L’acteur riposte après les critiques sur la citoyenneté française

« Je suis entièrement d’accord avec le président actuel. Nous devons rendre à l’Amérique sa grandeur. Nous commencerons en novembre. »

Clooney semblait faire référence aux élections américaines de mi-mandat, au cours desquelles les 435 sièges de la Chambre des représentants et un tiers du Sénat seront mis aux voix, ce qui pourrait donner aux démocrates l’opportunité de reprendre le contrôle de la Chambre.

Guerre des mots antérieure

La dispute actuelle entre Cooney et Trump fait suite à un incident antérieur l’année dernière au cours duquel Clooney avait fait des remarques sur le rôle démocratique des médias dans un épisode de la chaîne américaine CBS. 60 minutes lors d’une interview pour promouvoir la version scénique de son film de 2005 avec Grant Heslov, Bonne nuit et bonne chance.
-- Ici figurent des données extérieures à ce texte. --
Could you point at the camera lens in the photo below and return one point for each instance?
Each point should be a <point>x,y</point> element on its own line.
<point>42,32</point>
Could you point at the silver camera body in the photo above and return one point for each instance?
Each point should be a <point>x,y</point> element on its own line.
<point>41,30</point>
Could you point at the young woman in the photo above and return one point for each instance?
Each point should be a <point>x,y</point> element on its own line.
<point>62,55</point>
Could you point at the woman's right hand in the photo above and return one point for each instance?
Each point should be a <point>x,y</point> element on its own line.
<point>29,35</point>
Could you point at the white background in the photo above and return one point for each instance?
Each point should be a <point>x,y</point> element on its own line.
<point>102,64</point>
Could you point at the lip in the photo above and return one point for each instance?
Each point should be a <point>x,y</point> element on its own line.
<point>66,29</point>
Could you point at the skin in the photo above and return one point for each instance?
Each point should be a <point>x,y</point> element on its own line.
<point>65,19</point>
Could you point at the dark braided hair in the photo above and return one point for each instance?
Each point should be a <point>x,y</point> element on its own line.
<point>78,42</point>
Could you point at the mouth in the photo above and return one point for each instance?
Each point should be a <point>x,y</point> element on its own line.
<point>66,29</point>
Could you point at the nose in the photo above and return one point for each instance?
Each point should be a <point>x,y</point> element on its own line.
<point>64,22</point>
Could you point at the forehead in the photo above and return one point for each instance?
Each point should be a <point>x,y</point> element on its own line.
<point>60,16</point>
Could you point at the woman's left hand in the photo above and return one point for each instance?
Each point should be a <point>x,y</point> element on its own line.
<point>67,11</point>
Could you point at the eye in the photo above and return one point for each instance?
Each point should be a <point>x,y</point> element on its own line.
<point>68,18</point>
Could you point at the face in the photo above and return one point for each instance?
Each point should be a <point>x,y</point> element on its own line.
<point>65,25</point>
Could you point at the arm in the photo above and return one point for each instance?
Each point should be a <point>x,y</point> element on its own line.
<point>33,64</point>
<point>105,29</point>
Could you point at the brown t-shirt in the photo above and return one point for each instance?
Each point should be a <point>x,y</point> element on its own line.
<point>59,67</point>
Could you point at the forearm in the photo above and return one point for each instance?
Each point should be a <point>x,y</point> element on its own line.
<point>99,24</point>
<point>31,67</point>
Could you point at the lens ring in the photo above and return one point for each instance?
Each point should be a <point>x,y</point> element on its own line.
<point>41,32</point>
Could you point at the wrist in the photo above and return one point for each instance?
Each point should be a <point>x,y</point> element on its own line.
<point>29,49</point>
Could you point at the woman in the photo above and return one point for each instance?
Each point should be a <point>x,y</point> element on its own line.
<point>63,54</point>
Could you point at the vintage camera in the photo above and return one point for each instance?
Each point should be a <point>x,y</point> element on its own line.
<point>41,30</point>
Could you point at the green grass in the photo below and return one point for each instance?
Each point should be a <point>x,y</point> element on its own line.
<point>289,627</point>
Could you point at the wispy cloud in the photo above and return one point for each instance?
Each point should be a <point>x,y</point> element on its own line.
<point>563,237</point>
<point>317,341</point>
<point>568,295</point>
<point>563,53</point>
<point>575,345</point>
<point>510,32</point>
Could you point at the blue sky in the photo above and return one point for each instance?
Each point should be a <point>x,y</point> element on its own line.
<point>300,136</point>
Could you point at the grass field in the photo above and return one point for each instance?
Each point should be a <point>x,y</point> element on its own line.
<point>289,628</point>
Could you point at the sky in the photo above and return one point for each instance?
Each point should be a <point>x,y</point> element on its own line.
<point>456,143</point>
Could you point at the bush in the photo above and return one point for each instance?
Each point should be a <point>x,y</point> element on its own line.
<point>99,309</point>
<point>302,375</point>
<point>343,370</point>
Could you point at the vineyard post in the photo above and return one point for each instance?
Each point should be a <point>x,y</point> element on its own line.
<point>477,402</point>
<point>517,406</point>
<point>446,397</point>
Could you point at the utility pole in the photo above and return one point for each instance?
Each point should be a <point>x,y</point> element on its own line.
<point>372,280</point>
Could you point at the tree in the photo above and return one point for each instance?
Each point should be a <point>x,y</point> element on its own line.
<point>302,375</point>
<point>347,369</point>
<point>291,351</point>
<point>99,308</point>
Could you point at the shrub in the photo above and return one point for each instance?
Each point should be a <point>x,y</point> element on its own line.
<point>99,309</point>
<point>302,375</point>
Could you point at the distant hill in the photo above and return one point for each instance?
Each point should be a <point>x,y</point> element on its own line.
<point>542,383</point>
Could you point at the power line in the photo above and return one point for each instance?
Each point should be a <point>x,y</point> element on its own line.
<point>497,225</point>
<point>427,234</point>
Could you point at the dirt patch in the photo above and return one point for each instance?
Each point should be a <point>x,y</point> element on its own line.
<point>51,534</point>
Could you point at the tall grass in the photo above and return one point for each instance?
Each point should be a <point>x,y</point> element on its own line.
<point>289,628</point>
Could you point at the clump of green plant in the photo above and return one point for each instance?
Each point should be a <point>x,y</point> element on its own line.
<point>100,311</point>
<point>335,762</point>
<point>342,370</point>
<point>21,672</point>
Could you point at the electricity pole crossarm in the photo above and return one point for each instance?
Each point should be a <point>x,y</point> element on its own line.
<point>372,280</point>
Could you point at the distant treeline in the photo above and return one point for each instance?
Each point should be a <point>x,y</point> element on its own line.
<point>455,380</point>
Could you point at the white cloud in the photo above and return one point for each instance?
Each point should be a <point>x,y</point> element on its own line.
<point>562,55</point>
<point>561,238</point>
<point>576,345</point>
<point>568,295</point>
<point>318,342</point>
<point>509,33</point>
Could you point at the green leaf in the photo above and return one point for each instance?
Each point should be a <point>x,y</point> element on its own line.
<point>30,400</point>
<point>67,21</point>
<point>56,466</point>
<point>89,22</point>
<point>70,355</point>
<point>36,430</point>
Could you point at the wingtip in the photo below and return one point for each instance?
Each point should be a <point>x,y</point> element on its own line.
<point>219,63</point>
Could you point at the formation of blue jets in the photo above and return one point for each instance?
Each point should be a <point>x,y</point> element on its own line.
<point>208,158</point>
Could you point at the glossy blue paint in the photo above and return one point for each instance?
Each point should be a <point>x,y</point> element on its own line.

Dans la version scénique, Clooney incarne le journaliste vétéran de CBS Edward Murrow, qui a affronté l’influent sénateur américain Joseph McCarthy, au plus fort de la « peur rouge » dans les années 1950.

« Lorsque les trois autres pouvoirs échouent, lorsque les pouvoirs judiciaire, exécutif et législatif échouent, le quatrième pouvoir doit réussir », a déclaré Clooney. 60 minutes. « Les gouvernements n’aiment pas la liberté de la presse. Ils ne l’ont jamais aimé. »

Trump a répondu sur Truth Social en demandant pourquoi CBS ferait un « petit article » sur « une « star » de cinéma de second ordre et un expert politique raté ».

Clooney a ensuite déclaré qu’il n’était pas déconcerté.

« Je m’en fiche. Je connais Donald Trump depuis longtemps. Mon travail n’est pas de plaire au président des États-Unis. Mon travail est d’essayer de dire la vérité quand je peux et quand j’en ai l’occasion. »

À peu près à cette époque, CBS était en train de régler un procès avec Trump dans le cadre de l’offre de sa société mère Paramount d’être rachetée par Sundance, qui a ensuite été approuvée.

Cette semaine dans un nouveau Variété interview pour promouvoir son film Jay KellyClooney s’en est pris à CBS et au réseau américain ABC pour avoir réglé les procès intentés par le président.

« Si CBS et ABC avaient contesté ces poursuites et dit : ‘Va te faire foutre’, nous n’en serions pas là où nous en sommes dans le pays », a déclaré Clooney. Variété.